Argosy Property, which last year raised $86.9 million to fund acquisitions, more than doubled annual profit as new buildings generated more income and the value of its property portfolio and financial instruments gained.
Net profit climbed to $85.6 million in the 12 months ended March 31 from $39.2 million a year earlier, the Auckland-based company said in a statement. The bottom line was bolstered by a $33.5 million gain in the value of its investment property and a $20.6 million increase in the value of derivatives used for hedging. Net property income rose 18 percent to $82.2 million as Argosy's portfolio expanded to 66 buildings from 63 buildings a year earlier.

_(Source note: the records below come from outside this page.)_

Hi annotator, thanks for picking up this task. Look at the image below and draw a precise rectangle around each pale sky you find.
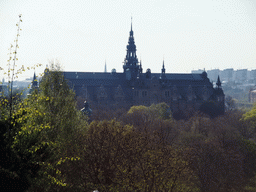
[1,0,256,80]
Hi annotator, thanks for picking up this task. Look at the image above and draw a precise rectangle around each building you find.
[235,69,248,83]
[206,69,220,83]
[220,68,234,82]
[62,23,225,116]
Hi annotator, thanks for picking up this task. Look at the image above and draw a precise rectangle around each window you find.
[142,91,147,97]
[165,91,170,97]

Distributable income, the preferred measure by property investment firms as it strips out movements in the value of their portfolios, rose to $50 million, or 6.69 cents per share, from $42.2 million, or 7.22 cents, a year earlier.

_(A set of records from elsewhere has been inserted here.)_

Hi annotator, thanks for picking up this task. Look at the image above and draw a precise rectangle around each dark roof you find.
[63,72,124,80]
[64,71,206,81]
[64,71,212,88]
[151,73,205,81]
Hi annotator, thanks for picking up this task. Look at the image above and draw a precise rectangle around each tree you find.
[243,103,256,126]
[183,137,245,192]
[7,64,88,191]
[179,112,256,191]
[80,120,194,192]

"Rates of enquiry are at levels that Argosy has not experienced since prior to the global financial crisis and there are signs of rental growth ahead," the company said. "The management team will continue to focus on the leasing fundamentals as well as positioning the portfolio for the future."
Argosy has been selling underperforming assets over the past year, while refocusing its energy to what it calls its core portfolio, which it sees as long-term investments of more than a decade. That includes two Wellington buildings it acquired last year, which it's spending $86.6 million on upgrading.